A Live Coal in the Sea (by Madeleine L'Engle)

A live coal in the sea by Madeleine L'Engle
(Amazon UK link)
When I read Madeleine L’Engle’s teenage novel ‘Camilla’ about a month ago, I commented at the end of the review that I found the ending rather inconclusive. I cared enough about the main character that I wanted to know what would happen. I hadn’t expected to discover what the author intended, so was very pleased when a friend told me that there’s a sequel, and lent it to me.

‘A Live Coal in the Sea’ is decidedly an adult rather than teenage novel. Camilla, who was in her teens in the first book, is now a grandmother in her fifties. The first chapter shows her receiving a special award for her work in astronomy. It also introduces her adult son Taxi, who is an actor, and her daughter Frankie, who is an illustrator. Camilla has a student granddaughter too, Raffi, with whom she is very close; the daughter of Taxi and his wife.

However most of the story takes place in the past, in a series of flashbacks that move through Camilla’s life from the time when she was a student herself. The story is held together by conversations between Camilla and Raffi, who has been told something very disturbing by her father. There’s evidently some complex and rather murky secret in the family’s past, and Camilla decides that it’s time to speak out.

The book then gradually moves us forward through Camilla’s life, cleverly written so as to introduce a little of the story at the time. Every so often a little more time passes and we see her with Raffi again. It’s not entirely clear which sections are Camilla remembering, and which ones express what she actually talks about, but it doesn’t matter. The device works, even if the conversations between Camilla and Raffi are a bit stilted in places, and I found myself quickly drawn into the story, intrigued to find out how it would all fall into place.

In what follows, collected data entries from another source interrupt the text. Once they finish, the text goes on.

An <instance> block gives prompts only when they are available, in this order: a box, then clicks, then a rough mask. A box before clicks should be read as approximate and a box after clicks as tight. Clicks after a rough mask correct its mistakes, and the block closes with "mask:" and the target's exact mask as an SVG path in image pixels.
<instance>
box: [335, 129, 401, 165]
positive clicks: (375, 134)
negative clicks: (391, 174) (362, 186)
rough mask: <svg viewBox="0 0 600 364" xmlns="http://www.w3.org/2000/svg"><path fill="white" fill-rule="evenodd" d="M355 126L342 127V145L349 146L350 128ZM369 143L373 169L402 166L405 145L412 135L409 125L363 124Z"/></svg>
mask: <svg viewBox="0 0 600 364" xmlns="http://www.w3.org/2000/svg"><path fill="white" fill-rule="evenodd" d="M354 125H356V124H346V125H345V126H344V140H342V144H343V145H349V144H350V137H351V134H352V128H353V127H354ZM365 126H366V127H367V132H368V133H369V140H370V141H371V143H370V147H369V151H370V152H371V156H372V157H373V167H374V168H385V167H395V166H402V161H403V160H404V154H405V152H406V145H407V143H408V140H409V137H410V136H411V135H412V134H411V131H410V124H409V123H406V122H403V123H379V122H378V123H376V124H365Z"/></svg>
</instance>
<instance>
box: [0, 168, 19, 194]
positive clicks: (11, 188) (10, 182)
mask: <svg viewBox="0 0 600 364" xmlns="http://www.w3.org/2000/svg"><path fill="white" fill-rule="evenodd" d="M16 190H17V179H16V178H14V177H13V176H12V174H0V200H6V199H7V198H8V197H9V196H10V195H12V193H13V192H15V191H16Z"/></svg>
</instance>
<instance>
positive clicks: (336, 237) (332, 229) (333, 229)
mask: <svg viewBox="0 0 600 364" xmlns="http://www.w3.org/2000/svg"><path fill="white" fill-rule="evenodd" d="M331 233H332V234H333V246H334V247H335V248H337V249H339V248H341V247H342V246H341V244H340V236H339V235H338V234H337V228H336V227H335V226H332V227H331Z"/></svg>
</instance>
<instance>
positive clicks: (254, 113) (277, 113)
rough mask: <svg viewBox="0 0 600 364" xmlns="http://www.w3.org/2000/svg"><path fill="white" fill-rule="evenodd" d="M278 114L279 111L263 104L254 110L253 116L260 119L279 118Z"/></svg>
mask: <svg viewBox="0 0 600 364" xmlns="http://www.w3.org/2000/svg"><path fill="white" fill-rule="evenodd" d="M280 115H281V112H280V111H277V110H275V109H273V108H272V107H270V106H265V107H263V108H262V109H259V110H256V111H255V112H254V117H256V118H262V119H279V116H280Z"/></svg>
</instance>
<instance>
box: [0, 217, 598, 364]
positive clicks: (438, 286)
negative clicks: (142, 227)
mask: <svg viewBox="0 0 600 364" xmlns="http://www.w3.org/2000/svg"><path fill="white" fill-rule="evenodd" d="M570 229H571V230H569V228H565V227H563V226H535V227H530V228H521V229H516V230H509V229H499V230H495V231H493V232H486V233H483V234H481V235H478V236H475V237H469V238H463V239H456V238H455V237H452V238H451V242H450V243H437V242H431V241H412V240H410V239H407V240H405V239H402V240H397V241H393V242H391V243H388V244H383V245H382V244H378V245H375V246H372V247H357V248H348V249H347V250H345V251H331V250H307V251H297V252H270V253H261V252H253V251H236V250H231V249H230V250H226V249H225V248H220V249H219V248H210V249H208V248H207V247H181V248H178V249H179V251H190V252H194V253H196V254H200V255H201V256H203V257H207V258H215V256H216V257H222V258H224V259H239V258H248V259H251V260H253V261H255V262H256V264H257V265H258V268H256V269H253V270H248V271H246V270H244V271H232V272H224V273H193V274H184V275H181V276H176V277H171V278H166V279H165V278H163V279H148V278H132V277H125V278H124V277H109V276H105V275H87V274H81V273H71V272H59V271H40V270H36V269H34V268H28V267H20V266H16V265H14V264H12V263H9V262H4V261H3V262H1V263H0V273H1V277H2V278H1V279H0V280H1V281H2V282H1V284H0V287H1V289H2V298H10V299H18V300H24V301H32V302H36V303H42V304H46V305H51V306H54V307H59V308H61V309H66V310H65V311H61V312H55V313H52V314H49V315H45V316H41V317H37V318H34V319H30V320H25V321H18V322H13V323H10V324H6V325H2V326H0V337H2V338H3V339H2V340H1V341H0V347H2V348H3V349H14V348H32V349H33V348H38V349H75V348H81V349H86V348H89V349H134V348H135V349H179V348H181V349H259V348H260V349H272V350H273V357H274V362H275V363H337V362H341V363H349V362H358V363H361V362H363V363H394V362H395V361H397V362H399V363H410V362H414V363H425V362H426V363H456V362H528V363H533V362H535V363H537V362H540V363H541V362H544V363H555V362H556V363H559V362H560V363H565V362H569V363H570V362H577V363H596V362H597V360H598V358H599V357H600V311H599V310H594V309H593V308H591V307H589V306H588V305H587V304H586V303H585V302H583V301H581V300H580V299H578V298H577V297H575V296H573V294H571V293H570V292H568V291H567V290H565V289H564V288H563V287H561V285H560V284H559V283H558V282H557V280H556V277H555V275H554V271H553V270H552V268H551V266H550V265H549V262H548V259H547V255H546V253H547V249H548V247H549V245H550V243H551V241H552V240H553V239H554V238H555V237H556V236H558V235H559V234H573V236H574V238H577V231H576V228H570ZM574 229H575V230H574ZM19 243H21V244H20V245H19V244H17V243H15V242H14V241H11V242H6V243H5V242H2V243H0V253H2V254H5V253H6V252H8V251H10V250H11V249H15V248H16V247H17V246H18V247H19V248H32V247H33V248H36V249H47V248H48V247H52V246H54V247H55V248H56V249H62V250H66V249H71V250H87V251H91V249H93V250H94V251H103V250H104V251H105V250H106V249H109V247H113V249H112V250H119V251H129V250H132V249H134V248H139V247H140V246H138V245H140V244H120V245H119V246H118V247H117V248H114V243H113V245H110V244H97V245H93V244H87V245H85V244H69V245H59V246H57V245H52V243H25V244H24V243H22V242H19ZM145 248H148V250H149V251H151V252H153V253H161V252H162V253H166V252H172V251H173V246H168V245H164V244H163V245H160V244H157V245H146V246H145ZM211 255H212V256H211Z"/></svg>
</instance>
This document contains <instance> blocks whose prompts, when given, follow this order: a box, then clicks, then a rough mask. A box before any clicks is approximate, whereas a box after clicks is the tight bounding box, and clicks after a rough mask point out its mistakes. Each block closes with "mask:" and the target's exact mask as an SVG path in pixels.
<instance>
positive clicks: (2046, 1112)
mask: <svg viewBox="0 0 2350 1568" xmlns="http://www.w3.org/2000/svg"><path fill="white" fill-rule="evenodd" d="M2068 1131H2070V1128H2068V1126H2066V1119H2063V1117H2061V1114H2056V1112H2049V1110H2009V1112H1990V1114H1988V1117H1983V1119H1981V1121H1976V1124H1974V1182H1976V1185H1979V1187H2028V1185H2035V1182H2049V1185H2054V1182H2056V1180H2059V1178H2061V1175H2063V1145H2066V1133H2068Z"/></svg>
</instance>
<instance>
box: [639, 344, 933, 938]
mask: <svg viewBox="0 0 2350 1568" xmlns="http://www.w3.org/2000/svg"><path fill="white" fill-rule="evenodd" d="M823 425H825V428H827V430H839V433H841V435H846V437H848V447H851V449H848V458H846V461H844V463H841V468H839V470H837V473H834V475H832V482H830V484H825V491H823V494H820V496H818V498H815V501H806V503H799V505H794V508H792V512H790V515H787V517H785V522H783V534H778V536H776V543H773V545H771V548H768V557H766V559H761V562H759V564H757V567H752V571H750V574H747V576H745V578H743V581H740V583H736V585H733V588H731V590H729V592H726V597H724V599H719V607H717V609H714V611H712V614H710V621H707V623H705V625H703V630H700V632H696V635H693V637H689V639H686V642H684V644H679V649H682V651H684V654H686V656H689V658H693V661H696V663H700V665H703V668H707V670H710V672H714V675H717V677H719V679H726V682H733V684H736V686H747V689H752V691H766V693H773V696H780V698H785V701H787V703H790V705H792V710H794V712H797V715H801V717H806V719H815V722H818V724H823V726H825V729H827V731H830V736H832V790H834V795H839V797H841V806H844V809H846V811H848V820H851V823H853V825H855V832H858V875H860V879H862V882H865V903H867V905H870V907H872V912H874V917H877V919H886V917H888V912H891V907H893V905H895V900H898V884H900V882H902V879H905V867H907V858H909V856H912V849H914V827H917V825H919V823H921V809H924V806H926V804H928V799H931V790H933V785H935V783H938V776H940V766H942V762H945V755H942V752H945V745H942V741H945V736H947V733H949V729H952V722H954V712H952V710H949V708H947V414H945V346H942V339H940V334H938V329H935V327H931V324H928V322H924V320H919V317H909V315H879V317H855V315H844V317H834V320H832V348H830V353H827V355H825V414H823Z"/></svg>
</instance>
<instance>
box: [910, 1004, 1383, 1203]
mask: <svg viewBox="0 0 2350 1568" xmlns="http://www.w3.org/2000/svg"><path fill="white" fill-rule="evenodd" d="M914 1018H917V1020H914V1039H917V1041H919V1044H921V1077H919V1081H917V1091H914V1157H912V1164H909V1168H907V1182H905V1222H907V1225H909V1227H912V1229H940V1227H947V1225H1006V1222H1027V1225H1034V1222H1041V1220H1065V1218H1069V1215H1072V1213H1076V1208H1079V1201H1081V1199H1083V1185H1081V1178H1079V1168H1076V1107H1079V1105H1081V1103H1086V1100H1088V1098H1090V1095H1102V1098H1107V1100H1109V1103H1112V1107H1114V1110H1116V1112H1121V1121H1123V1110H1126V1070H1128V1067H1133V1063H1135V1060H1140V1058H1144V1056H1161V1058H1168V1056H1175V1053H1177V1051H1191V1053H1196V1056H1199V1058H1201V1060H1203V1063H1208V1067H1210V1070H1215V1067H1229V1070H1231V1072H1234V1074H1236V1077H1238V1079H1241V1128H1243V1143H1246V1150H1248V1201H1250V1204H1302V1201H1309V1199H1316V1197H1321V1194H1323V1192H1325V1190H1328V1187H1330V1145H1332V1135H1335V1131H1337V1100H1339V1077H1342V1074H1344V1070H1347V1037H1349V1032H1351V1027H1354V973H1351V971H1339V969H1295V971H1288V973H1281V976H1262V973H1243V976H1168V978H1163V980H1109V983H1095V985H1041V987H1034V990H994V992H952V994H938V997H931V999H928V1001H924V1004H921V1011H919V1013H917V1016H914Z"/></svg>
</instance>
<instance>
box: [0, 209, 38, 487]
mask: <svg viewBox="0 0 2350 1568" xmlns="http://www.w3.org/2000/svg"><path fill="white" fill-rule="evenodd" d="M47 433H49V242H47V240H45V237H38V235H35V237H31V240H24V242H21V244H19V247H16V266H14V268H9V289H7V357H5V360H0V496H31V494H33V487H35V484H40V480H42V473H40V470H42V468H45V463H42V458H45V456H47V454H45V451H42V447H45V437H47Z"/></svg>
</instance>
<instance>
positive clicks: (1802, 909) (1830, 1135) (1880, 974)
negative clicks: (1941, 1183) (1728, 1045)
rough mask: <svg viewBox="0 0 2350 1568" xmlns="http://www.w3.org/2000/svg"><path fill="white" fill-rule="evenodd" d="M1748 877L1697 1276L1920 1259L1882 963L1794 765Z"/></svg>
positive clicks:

While the blurb on the back calls this a ‘gripping and psychologically complex tale’, I didn’t find it tense or even particularly complicated, once I had become used to the switches in time. There are tangential comments about astronomy and simple number theory that I found interesting, but Camilla’s work mostly takes a back seat to her family life, and her relationship with her husband and extended family.

The characters are mostly three-dimensional and believable, and I found myself growing particularly fond of Camilla’s in-laws. It wasn’t a difficult read and I finished it in just a couple of days. Overall, I thought it a satisfying sequel which does, indeed, take the story forward and shows what happens in Camilla’s later life. Her close friend Luisa is also involved in the novel though the two are, inevitably, less close than they were as teenagers.

Older teens might enjoy this, but be warned that there there is some ‘adult’ content, including one particularly disturbing memory, and several rather frank discussions about sexuality. As with most of L’Engle’s books there’s a low-key Christian theme too, but it’s not pushy at all. The church is very much a part of Camilla’s life as she marries into a clerical family, so faith of some kind is taken for granted.

All in all, I liked this book very much.